In dem Buch geht es um so vieles, um so vieles, das traurig ist und aufwühlt und den Schmerz der einzelnen Personen fühlbar macht. Es gibt Stellen im Buch, wo man einfach die Arme ausbreiten möchte und die Menschen, die so viel Leid ertragen, in den Arm nehmen möchte und trösten möchte. Es ist ein hoher Preis, den die Beteiligten bezahlen und man fragt sich, warum konnte es nicht anders sein. Doch bei all dem gibt es auch Hoffnung.
„Verbrenn all meine Briefe“ ist alles in allem ein Buch, das einen Sog ausübt und ganz tief mit in die Geschichte nimmt und berührt.
Hast du es schon gelesen? Falls ja, wie hat es dir gefallen, hat es dich auch so eingesogen?
Autor: Alex Schulman
Übersetzerin: Hanna Granz
Verlag: dtv Verlag
Erscheinungsdatum: 21.09.2022
ISBN: 978-3-423-29037-1
PS: Mein Leseexemplar ist ein kostenloses Freiexemplar, welches ich bei Vorablesen erhalten habe. Es wurde vom DTV Verlag zur Verfügung gestellt wurde. Hierfür herzlichen Dank!

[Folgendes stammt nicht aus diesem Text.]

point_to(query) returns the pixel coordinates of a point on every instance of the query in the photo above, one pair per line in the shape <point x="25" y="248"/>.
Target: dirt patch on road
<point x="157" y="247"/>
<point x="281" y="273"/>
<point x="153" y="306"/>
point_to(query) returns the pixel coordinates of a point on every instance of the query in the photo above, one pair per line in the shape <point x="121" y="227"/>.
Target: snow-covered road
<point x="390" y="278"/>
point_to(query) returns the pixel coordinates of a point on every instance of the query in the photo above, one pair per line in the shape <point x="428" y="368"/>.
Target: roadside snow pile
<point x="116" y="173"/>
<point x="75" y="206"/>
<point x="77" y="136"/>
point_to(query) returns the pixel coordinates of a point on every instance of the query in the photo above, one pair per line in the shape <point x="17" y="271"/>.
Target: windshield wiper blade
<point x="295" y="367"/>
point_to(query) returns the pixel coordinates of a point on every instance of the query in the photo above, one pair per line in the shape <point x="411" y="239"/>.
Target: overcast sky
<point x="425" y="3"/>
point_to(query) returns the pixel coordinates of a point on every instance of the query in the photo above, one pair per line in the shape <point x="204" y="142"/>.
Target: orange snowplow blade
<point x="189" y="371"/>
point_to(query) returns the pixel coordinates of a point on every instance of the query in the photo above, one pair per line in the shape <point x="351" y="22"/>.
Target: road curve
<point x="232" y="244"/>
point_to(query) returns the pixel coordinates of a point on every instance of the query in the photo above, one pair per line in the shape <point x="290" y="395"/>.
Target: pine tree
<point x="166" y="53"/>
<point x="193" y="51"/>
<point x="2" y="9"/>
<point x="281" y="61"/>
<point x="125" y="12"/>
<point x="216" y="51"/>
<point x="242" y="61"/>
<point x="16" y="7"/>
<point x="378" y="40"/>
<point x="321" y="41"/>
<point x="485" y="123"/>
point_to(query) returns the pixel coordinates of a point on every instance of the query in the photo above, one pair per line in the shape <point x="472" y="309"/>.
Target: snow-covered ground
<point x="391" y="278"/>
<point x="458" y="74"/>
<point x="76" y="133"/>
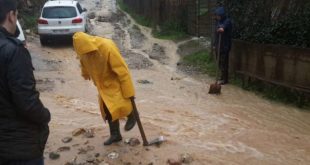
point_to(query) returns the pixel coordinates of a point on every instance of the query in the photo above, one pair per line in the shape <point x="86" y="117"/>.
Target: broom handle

Ob mir ein Buch kostenlos als Leseexemplar zur Verfügung gestellt wurde, ich es geliehen, geschenkt bekomme oder selbst gekauft habe – all dies hat keinen Einfluss auf meine Rezension. Meine Rezensionen geben allein meine Meinung wieder, die ich mir während des Lesens gebildet habe.
Wenn dir „Verbrenn all meine Briefe“ von Alex Schulman gefallen hat, kann ich dir auch sein Buch „Die Überlebenden“ empfehlen.